You can always tell a new writer, or someone who hasn’t yet written a feature script, when meet them at a party or film festival mixer, and are treated to tirade on the worn-out, tired-old-Hollywood-script-format, that, they argue, has enslaved the film industry and turned countless creative folk into mindless button-pushing hacks. ‘Where is the originality?’ they’ll ask. ‘Hollywood just isn’t what it used to be!” These folks will tell you that when it comes to screenplay structure, ‘they just don’t buy it,’ and that they—personally—have chosen to take the creative high-ground, forging a new and shiny path toward writing-independence and bonified FREE THOUGHT. And they really believe it. Hell--they FEEL it. And they should! Why?
Because they’re NEWBIES. They’re very, very green, and they haven’t yet learned what it took THIS writer at least two mediocre early-screenplays to fully digest: Screenplay structure is your friend. It doesn’t exist to cuckold writers—it exists to make our jobs easier. And our scripts better. And our lives just a little bit more enjoyable.

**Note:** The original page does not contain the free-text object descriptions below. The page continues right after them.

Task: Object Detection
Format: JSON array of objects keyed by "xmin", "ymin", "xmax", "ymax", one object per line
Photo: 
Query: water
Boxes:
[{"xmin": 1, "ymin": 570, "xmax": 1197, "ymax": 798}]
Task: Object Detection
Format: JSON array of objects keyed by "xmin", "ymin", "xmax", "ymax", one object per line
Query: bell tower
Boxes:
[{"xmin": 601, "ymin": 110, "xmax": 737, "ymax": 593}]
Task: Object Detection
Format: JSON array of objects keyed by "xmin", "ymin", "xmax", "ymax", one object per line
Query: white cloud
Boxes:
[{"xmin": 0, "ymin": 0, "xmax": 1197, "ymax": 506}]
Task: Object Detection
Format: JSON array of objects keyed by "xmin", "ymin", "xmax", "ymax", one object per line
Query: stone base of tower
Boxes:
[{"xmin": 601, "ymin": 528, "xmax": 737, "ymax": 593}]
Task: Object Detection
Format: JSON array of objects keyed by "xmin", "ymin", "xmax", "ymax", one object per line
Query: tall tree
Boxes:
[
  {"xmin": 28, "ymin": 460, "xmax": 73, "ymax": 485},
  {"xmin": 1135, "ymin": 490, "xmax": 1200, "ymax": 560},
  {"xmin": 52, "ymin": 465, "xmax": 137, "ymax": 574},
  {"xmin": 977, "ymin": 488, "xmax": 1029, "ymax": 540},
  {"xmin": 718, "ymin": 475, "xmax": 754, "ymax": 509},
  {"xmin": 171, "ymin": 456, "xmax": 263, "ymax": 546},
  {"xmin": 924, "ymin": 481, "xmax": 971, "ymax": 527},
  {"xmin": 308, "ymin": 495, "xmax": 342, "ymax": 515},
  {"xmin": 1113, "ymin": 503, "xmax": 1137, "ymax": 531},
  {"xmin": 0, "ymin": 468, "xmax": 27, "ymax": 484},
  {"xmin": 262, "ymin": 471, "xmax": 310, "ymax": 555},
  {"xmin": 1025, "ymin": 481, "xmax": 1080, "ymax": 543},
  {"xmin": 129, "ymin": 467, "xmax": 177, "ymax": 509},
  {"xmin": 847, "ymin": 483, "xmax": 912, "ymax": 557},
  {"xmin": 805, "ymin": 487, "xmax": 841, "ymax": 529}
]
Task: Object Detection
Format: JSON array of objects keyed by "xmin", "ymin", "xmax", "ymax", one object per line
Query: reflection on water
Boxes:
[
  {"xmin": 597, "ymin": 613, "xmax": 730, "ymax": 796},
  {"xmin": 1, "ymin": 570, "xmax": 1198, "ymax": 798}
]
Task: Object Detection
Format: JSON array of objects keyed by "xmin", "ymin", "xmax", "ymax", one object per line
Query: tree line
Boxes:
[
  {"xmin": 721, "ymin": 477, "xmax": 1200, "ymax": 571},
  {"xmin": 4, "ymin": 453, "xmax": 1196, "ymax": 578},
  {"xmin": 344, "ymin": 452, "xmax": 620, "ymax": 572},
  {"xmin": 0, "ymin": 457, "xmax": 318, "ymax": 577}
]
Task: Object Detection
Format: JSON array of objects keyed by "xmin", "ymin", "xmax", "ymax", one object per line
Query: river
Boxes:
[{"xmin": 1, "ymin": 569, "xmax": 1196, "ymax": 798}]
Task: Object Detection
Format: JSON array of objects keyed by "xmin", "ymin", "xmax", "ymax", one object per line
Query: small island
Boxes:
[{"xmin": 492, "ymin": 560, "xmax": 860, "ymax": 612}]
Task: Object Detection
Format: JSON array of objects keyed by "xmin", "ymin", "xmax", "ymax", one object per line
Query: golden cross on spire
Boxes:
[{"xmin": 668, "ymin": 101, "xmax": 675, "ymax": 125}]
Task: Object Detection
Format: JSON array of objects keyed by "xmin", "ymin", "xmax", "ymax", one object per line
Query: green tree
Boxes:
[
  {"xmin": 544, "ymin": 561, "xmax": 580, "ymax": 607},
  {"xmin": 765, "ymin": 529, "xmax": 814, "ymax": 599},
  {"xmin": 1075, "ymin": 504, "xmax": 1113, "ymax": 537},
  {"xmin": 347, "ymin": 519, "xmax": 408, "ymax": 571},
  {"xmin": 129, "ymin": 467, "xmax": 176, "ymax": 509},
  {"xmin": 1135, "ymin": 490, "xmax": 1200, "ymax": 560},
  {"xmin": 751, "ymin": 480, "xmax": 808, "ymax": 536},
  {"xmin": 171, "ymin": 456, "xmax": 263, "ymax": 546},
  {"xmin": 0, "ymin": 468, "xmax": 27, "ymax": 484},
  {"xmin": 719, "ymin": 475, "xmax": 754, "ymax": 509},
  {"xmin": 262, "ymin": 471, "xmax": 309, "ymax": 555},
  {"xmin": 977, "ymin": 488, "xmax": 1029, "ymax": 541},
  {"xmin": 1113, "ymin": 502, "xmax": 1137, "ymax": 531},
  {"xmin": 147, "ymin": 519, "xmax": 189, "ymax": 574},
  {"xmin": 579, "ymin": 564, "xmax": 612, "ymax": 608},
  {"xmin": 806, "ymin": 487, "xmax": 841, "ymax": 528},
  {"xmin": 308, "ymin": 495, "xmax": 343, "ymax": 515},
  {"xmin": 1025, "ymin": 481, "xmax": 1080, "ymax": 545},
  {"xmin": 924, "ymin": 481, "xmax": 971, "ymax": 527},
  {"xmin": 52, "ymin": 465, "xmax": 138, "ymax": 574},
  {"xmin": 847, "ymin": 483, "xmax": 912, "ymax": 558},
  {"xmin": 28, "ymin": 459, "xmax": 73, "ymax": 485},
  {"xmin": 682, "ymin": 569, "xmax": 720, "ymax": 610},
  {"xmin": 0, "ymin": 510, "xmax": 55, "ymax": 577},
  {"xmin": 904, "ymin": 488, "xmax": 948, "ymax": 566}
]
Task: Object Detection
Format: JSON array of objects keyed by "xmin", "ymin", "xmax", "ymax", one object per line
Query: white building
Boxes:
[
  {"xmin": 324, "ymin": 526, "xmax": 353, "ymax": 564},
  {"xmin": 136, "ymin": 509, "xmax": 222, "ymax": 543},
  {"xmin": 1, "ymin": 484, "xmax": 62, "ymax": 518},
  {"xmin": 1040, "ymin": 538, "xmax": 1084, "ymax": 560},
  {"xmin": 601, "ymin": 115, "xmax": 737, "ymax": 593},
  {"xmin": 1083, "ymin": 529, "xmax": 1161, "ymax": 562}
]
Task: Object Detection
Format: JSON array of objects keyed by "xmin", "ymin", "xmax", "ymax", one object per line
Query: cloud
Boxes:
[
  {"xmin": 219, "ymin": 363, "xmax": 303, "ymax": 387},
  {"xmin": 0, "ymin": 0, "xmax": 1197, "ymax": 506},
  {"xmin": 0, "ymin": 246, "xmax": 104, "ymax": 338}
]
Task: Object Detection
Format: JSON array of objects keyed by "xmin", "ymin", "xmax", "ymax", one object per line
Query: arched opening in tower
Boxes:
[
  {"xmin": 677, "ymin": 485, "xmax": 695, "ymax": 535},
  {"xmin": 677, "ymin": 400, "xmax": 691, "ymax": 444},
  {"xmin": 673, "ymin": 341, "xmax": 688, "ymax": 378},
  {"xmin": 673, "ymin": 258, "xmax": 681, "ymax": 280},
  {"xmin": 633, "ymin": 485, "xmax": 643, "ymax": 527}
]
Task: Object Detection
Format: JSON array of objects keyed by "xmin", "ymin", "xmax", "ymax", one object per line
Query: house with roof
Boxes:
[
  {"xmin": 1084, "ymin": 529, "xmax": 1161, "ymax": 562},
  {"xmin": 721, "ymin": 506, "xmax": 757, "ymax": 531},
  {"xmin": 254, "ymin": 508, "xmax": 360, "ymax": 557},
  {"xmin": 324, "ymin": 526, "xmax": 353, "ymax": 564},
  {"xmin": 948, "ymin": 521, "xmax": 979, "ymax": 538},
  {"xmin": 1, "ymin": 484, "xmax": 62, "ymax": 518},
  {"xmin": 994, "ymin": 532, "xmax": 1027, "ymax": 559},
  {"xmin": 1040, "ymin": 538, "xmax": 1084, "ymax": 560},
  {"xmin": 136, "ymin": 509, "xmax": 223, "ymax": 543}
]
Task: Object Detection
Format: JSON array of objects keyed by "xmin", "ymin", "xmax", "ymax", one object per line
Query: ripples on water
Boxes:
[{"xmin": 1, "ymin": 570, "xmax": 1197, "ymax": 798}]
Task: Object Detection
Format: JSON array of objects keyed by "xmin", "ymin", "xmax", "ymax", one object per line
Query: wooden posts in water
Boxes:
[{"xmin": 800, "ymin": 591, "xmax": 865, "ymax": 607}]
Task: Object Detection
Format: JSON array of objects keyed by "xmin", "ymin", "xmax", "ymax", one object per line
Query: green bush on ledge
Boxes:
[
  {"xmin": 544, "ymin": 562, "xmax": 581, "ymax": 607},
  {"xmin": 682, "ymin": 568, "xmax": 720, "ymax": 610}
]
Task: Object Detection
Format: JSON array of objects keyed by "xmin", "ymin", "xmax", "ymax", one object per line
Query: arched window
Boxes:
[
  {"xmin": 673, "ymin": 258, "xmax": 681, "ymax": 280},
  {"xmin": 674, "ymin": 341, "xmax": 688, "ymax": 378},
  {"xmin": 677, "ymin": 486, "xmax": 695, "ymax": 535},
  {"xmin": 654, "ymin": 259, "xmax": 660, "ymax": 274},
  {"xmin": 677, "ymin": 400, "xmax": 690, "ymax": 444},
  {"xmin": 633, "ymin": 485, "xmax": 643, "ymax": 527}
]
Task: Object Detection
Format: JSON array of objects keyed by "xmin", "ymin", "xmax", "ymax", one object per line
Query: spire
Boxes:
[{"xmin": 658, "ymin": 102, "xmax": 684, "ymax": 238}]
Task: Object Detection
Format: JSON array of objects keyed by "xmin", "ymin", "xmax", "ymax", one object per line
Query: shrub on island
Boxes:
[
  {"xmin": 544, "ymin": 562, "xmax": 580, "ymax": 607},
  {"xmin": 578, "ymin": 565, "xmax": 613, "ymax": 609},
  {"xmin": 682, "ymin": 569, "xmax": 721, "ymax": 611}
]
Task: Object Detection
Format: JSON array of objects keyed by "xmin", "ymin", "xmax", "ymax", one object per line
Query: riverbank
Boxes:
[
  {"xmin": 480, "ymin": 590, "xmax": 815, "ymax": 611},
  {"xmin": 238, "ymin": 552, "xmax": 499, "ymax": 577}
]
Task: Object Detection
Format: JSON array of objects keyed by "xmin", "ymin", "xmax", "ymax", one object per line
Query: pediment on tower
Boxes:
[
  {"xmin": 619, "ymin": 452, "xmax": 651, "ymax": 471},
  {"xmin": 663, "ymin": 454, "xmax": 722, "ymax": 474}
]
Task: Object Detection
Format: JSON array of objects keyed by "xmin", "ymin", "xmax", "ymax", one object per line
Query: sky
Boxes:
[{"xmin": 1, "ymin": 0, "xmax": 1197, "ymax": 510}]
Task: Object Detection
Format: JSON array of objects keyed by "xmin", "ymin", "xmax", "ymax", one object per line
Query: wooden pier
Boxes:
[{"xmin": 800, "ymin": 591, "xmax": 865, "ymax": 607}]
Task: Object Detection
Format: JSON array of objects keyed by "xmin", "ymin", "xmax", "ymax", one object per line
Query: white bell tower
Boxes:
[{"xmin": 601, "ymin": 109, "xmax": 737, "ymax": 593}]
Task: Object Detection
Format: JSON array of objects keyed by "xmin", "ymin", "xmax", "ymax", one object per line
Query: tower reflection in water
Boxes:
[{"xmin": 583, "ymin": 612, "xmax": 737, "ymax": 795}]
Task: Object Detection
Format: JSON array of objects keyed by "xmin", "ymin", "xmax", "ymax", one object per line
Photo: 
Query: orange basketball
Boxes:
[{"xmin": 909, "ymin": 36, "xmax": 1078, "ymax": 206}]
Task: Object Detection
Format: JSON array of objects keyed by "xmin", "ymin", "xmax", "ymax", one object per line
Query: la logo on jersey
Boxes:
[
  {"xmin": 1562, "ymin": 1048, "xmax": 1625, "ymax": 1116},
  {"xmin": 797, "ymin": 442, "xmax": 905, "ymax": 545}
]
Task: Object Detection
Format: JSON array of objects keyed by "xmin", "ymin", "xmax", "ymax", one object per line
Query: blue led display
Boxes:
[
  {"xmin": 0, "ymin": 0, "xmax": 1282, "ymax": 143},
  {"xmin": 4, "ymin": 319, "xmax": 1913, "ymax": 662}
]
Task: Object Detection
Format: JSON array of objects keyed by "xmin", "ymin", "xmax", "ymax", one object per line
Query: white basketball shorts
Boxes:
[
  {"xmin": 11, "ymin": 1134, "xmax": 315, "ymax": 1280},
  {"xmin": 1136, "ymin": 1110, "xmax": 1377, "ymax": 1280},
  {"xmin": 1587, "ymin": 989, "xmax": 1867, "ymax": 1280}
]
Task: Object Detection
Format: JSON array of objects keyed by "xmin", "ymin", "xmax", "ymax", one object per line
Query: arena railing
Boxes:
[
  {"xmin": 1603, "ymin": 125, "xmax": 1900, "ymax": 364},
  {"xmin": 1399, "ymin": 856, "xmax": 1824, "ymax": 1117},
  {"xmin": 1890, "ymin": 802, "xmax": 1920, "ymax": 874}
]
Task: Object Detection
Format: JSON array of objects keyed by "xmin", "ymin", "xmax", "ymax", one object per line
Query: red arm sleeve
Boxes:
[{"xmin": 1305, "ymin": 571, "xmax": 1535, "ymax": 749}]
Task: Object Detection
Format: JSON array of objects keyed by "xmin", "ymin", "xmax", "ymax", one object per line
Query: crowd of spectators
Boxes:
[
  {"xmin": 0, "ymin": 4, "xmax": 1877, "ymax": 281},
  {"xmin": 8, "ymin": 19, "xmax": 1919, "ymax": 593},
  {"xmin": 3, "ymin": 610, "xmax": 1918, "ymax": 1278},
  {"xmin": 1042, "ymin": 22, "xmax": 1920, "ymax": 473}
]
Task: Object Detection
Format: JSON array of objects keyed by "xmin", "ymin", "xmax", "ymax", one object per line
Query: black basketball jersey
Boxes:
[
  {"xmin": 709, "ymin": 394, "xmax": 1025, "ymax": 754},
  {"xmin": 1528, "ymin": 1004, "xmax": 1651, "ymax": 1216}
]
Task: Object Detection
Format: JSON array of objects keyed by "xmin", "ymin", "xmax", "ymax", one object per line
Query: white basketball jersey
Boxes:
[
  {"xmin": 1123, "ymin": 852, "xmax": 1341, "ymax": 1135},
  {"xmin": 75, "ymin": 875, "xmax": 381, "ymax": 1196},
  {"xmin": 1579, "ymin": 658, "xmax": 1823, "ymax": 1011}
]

Structure wasn’t created by producers then heaved upon us—it was crafted by veteran screenwriters as a means of sharing with new writers what they WERE ALREADY DOING and what WAS ALREADY WORKING. There’s a misconception out there that learning screenplay structure will turn us all into producers of the SAME KINDS OF FILMS—namely, Hollywood blockbusters like Twister or Armageddon. Well, guess what? Woody Allen, Charlie Kaufman, Todd Solondz and Diablo Cody all use standard screenplay format—just like J.J. Abrams and Aaron Sorkin. You can argue that some do it better than others, and we all have different tastes. But that’s where the creativity comes in—in HOW use the structural guidelines while avoiding predictability and cliché. Screenplay structure is not an obstacle, it’s a shortcut. And the sooner you internalize that fact, the sooner you will be off and running.